Sergey Sorokin June 23, 2016, 2:45 p.m. UTC | #7
I have sentA the third version of the patch.
Richard Henderson June 23, 2016, 4:12 p.m. UTC | #8
On 06/23/2016 07:13 AM, Sergey Sorokin wrote:
>>
>> I think we ought to check this in tcg-op.c, rather than wait until generating
>> code in the backend.
>>
> I think it's better to check this in one place in get_alignment_bits() function
> because there can be a direct call of helpers from softmmu_template.h.
>

I'm talking about the asserts in tcg/*/tcg-target.inc.c.  Those asserts are 
better done in once place in tcg_canonicalize_memop.


r~
Sergey Sorokin June 23, 2016, 6:21 p.m. UTC | #9
Yes, I thought about it. tcg_canonicalize_memop() is good place too.
But do you think that get_alignment_bits() is not good enough?

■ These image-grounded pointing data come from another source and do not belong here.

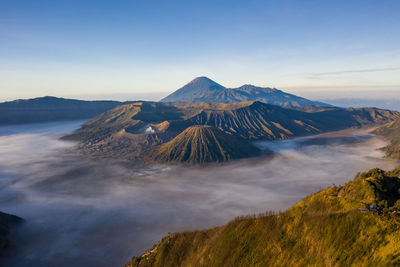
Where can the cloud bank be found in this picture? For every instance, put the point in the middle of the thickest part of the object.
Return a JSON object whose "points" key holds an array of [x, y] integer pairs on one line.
{"points": [[100, 213]]}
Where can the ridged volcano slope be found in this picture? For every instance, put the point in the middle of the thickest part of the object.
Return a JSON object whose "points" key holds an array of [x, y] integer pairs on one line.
{"points": [[202, 144]]}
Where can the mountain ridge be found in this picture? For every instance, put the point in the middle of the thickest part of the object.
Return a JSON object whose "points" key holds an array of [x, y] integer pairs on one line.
{"points": [[201, 144], [49, 108], [131, 131], [203, 89], [356, 224]]}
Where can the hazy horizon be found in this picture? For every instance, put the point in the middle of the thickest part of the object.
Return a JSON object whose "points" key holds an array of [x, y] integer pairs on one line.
{"points": [[102, 48]]}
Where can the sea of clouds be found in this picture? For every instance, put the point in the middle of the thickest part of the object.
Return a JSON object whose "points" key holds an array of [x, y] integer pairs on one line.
{"points": [[81, 212]]}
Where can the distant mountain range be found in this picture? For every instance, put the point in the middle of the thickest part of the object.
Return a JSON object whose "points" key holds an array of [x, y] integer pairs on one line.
{"points": [[352, 225], [391, 132], [132, 131], [44, 109], [202, 89]]}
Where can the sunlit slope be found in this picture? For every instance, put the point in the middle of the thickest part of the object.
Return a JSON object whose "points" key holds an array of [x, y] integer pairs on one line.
{"points": [[391, 132], [203, 89], [328, 228], [202, 144], [129, 131]]}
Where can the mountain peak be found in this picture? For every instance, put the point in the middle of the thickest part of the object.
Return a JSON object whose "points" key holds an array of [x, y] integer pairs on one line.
{"points": [[201, 144], [204, 82], [203, 89], [199, 88]]}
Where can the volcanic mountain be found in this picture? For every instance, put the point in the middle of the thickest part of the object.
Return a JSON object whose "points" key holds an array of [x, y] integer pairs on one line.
{"points": [[391, 132], [131, 131], [202, 89], [48, 108], [356, 224], [202, 144]]}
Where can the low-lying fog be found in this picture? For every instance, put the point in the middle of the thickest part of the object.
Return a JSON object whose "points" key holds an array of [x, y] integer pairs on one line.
{"points": [[86, 213]]}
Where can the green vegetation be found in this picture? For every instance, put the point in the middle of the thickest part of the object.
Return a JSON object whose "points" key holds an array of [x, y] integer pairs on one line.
{"points": [[202, 144], [330, 228], [391, 132]]}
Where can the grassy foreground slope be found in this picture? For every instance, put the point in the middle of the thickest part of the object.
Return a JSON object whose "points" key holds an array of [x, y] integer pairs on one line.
{"points": [[202, 144], [131, 131], [330, 228], [391, 132]]}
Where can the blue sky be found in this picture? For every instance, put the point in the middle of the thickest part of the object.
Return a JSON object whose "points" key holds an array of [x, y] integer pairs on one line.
{"points": [[112, 49]]}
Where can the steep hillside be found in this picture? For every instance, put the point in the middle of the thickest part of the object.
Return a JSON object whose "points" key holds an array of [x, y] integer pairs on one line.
{"points": [[202, 89], [44, 109], [202, 144], [7, 223], [130, 131], [391, 132], [259, 121], [339, 226]]}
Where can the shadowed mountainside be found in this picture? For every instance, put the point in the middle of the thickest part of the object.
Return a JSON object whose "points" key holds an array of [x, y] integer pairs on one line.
{"points": [[391, 132], [203, 89], [7, 223], [354, 224], [131, 131], [202, 144], [44, 109]]}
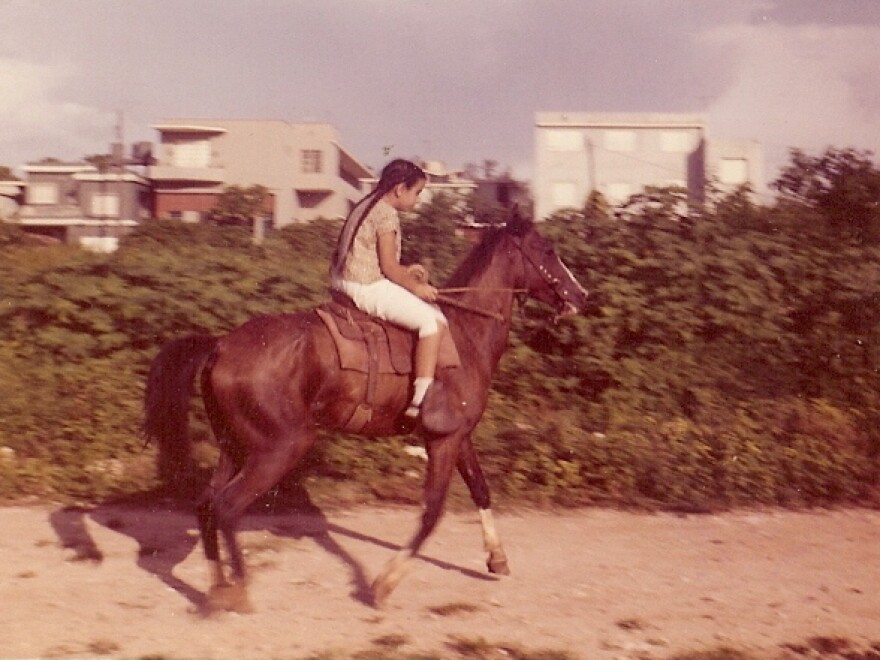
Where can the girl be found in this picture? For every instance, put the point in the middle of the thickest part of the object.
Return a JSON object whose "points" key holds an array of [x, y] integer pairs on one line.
{"points": [[366, 267]]}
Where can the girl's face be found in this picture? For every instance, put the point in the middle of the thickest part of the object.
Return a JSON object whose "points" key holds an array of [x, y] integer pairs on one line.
{"points": [[403, 198]]}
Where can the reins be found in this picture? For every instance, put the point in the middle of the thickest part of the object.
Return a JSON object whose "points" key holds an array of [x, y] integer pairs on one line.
{"points": [[470, 308]]}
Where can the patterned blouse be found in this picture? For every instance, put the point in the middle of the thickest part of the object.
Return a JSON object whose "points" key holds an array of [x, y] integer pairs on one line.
{"points": [[362, 264]]}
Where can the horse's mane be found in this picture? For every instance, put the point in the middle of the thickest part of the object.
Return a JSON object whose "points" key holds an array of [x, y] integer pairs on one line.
{"points": [[478, 259]]}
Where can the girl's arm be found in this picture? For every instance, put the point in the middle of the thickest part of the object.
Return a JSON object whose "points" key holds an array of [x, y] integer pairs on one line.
{"points": [[392, 269]]}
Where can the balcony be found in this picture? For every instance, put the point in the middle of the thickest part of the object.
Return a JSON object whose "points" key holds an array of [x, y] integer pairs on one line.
{"points": [[170, 173], [49, 211]]}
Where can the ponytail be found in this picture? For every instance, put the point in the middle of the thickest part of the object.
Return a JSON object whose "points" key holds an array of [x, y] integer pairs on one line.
{"points": [[393, 174]]}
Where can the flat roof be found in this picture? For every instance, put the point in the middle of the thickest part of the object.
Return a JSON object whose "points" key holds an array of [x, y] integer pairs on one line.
{"points": [[619, 120]]}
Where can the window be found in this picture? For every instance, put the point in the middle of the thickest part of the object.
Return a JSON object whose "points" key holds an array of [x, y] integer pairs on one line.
{"points": [[733, 171], [100, 243], [564, 193], [105, 205], [311, 161], [676, 142], [196, 153], [620, 140], [42, 193], [565, 140], [618, 193]]}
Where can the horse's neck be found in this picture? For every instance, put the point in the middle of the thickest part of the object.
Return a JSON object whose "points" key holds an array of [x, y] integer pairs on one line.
{"points": [[482, 337]]}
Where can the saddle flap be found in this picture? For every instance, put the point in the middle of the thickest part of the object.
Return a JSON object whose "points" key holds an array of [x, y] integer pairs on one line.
{"points": [[396, 344], [358, 337]]}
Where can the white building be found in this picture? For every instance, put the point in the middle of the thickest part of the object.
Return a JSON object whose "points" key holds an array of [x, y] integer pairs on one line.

23.06.2016, 19:13, "Richard Henderson" <rth@twiddle.net>:
> On 06/23/2016 07:13 AM, Sergey Sorokin wrote:
>>>  I think we ought to check this in tcg-op.c, rather than wait until generating
>>>  code in the backend.
>>  I think it's better to check this in one place in get_alignment_bits() function
>>  because there can be a direct call of helpers from softmmu_template.h.
>
> I'm talking about the asserts in tcg/*/tcg-target.inc.c. Those asserts are
> better done in once place in tcg_canonicalize_memop.
>
> r~
Richard Henderson June 23, 2016, 7:06 p.m. UTC | #10
On 06/23/2016 11:21 AM, Sergey Sorokin wrote:
> Yes, I thought about it. tcg_canonicalize_memop() is good place too.
> But do you think that get_alignment_bits() is not good enough?

I think the earlier a target-* translator problem is diagnosed the better.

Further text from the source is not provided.